Non c’è dubbio che le abitazioni del Rione Colle, nel terremoto di quel 6 aprile del 2009 ebbero la peggio rispetto agli altri Rioni. La causa principale sicuramente è da addebitarsi al materiale povero con cui erano state costruite le antiche case, mentre ad altre negli ultimi decenni avevano fatto loro, dei cordoli di cemento armato, i quali avevano appesantito in modo abnorme le vecchie mura sottostanti. Senza contare poi che, parecchie abitazioni erano rimaste vuote e quindi senza la dovuta manutenzione, sin dai primi anni settanta in quanto i proprietari si erano trasferiti alle nuove abitazioni costruite in seguito al nuovo Piano Regolatore.

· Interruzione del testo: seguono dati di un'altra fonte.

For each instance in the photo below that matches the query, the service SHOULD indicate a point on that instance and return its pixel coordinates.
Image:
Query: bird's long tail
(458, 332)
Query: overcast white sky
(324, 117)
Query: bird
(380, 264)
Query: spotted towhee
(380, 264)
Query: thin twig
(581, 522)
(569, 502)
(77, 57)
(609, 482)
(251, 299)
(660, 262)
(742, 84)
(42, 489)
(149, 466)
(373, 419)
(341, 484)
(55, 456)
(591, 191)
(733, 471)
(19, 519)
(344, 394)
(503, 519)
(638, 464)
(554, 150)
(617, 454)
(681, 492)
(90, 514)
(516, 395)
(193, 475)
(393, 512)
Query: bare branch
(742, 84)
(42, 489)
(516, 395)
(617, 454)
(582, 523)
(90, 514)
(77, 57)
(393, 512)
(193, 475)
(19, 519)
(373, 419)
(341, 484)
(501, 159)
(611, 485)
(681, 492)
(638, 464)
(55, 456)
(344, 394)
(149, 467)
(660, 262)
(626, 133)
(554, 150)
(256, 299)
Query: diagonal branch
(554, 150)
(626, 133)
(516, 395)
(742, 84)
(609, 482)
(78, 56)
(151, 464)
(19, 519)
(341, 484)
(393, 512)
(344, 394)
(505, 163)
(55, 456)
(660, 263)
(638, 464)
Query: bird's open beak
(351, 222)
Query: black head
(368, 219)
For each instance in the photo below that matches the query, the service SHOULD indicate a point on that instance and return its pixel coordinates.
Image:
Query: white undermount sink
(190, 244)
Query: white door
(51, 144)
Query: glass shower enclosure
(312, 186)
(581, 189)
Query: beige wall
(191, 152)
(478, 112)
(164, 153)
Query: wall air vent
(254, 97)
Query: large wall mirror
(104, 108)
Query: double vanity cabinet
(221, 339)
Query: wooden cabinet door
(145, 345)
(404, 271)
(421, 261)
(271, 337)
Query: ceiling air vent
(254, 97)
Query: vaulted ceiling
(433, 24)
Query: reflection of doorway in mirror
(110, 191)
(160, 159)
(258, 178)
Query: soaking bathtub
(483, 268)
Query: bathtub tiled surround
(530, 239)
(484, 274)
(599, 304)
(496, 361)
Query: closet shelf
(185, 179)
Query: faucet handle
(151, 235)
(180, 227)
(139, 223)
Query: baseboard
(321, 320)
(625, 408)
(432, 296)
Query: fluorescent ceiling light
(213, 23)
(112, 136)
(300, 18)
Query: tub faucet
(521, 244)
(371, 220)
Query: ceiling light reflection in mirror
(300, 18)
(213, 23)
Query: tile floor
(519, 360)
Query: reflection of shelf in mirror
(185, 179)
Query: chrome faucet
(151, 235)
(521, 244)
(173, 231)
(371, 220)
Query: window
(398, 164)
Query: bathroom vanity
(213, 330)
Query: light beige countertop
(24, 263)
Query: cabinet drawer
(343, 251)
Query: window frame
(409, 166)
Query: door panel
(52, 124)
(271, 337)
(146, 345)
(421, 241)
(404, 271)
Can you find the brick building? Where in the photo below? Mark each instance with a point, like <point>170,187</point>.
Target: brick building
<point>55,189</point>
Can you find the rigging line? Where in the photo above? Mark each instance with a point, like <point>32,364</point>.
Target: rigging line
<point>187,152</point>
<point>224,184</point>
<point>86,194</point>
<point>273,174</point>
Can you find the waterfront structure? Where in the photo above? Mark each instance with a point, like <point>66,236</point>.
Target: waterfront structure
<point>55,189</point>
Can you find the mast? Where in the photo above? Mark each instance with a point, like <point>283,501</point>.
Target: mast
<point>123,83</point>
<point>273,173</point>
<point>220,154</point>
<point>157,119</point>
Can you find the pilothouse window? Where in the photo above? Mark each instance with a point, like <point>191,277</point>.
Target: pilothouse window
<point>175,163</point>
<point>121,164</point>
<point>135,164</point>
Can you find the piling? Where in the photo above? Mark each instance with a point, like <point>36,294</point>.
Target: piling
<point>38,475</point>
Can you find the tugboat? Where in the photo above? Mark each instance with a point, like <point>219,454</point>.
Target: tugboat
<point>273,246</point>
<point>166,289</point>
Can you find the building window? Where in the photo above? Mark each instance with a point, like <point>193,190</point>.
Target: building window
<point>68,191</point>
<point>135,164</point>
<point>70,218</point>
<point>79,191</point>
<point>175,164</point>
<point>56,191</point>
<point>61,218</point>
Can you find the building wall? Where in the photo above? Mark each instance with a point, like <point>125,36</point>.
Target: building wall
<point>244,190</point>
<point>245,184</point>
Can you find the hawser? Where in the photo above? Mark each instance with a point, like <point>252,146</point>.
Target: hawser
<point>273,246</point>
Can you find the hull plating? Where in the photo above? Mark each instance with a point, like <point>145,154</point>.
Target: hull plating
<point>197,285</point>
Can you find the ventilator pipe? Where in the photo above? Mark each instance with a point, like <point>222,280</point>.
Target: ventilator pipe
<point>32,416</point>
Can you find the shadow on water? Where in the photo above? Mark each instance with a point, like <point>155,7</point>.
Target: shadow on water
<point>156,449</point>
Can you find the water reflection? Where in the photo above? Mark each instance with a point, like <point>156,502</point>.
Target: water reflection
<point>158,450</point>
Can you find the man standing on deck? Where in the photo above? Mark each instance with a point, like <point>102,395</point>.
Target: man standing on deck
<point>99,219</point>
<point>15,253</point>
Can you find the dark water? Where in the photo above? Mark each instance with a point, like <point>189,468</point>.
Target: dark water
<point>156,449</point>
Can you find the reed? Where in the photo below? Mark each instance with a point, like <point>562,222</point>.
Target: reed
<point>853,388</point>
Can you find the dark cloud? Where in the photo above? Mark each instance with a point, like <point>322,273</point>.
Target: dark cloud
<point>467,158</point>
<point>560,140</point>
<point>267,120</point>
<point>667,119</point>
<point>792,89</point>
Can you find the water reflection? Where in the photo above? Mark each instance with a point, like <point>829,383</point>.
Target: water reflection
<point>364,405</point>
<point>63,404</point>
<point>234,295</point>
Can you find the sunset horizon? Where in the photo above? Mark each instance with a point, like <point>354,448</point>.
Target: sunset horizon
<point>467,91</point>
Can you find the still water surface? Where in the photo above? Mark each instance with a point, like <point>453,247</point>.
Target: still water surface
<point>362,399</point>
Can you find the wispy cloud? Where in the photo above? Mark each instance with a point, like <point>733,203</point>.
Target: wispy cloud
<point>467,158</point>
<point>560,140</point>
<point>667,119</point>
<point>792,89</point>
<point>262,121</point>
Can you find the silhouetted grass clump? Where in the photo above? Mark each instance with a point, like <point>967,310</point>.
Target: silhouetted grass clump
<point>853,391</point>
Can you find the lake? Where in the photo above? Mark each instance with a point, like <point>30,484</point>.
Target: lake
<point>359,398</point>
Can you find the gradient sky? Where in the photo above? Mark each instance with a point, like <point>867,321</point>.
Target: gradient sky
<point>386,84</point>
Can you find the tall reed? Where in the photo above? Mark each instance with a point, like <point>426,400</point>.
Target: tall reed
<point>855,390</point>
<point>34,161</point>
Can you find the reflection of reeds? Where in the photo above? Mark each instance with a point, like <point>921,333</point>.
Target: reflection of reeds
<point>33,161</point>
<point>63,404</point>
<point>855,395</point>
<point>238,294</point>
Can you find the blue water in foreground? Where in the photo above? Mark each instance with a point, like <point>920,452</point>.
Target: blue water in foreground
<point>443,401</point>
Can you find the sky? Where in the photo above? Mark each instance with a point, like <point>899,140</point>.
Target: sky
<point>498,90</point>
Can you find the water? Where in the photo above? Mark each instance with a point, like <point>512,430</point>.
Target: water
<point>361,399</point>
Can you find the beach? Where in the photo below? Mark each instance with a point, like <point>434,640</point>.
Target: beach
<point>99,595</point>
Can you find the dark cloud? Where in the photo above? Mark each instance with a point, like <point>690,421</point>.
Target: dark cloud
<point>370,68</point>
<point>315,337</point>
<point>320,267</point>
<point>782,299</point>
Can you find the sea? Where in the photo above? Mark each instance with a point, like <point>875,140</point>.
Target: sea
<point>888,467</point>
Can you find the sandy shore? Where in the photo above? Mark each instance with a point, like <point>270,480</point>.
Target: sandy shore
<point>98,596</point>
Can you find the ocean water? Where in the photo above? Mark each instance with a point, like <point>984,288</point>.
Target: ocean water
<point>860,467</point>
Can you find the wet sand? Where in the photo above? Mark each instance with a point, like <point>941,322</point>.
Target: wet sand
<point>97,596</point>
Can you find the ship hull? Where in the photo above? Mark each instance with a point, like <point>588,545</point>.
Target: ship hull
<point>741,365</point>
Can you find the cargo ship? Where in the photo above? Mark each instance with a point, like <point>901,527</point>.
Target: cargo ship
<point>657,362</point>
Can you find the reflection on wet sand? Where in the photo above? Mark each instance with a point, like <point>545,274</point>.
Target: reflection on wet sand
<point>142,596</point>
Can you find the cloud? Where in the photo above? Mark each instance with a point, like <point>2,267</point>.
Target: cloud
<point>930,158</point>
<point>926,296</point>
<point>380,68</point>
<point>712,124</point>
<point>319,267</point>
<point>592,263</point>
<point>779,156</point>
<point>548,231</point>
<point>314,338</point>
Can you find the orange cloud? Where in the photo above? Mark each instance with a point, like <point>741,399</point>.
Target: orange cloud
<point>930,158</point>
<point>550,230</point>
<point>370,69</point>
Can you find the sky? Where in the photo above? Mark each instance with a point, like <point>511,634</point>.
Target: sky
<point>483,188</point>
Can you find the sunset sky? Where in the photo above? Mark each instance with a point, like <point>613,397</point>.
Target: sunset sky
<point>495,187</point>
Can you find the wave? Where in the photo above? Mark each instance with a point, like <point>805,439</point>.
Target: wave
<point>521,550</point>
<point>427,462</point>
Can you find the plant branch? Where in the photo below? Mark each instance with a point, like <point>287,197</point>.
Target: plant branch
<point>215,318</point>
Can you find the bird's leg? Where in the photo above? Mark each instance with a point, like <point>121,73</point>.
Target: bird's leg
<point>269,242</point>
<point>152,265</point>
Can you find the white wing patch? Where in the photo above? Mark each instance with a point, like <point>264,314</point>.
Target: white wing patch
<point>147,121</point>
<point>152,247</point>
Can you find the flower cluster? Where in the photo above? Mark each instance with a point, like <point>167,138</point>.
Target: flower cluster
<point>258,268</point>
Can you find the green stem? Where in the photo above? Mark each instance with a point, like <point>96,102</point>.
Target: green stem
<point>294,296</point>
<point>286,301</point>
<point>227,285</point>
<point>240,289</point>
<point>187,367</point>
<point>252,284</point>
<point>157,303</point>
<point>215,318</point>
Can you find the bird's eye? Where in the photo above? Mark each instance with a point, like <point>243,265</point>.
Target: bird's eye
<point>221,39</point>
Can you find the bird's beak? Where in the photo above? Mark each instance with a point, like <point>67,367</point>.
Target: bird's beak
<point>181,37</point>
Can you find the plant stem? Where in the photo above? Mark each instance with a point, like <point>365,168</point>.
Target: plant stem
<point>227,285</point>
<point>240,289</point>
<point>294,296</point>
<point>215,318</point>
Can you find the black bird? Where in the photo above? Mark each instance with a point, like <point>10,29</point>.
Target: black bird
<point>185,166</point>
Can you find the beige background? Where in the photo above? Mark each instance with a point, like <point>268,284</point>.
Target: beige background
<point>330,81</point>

Nonostante ciò al Colle, il terremoto ha causato alcuni feriti, ma nessuno dei 5 morti di Paganica, ciò come fu scritto all’epoca, grazie anche alle telefonate a privati, del tecnico dei Laboratori Nazionali del Gran Sasso, Giampaolo Giuliani in cui, anche se interdetto dalle autorità preposte, annunciava che in quella notte ci sarebbe stata una forte scossa. Le persone che avevano ricevuto quel messaggio, quella sera, convinsero andando casa per casa gli abitanti, la maggior parte di essi immigrati ad abbandonare le abitazioni del centro storico, evitando così di rimanere sotto le macerie delle loro case.

In questi 12 anni, troppe persone anziane ci hanno lasciato, forse prima del tempo dovuto, con l’amarezza e l’angoscia che di anno in anno diventava certezza, che non sarebbero tornati a vivere nelle loro case. Ad oggi molti sono i paganichesi che sono tornati alle loro case, ma ancora tanti sono nel progetto Case, che però da lì vedono ormai la luce in fondo al lungo tunnel.

Delle giovani famiglie, da poco sono tornate a vivere nelle loro nuove case del Rione Colle e alcune di esse sono state affittate a forestieri che condividono con loro i disagi dovuti alla ricostruzione degli aggregati nelle immediate vicinanze e l’assenza di illuminazione pubblica nelle ore notturne. In quei vicoli che mi videro muovere i primi passi, tutto e cambiato tranne, per fortuna, gli imbotti di pietra delle porte e finestre che ne ricordano il fascino identitario delle murature in pietra, comuni nei nostri paesi.

Alla vista dei ricordi mancano quei piccolissimi orticelli posti tra un’abitazione e l’altra, recintati con muretti di pietra a secco imbruniti dal sole nel tempo, in cui non mancavano mai le spezie per la cucina povera di quella millenaria “Civiltà Contadina”, che da alcuni decenni è scomparsa, portando dietro di se anche antiche tradizioni socio-culturali, sempre più difficile da riproporre dopo questa pandemia. In quei vicoli, non si sentono più quei profumi che salivano dalle finestrelle e porte sgangherate delle cantine; oggi tutto sa di calce e cemento.

Nel giro di qualche anno, la ricostruzione del centro storico di Paganica sarà completata. Tutto sarà ricostruito, “dov’era e com’era”! Un vero peccato perché non in linea con le esigenze delle nuove generazioni che dovrebbero poi abitarci. Pochi spazi pubblici, nessun parcheggio, niente verde e come tutti i paesi di impostazione medievale, dedali di vicoli stretti, scale e scalette in cui non possono transitare o sostare le automobili a cui nessuno di noi vuole rinunciare.

E’ facilmente immaginabile che decine di abitazioni del centro storico resteranno vuote, il terremoto del 2009, aveva dato l’opportunità di ricostruire il centro più grande tra le frazioni del Comune dell’Aquila, con strade e servizi adeguati ai nostri tempi, un’occasione mancata.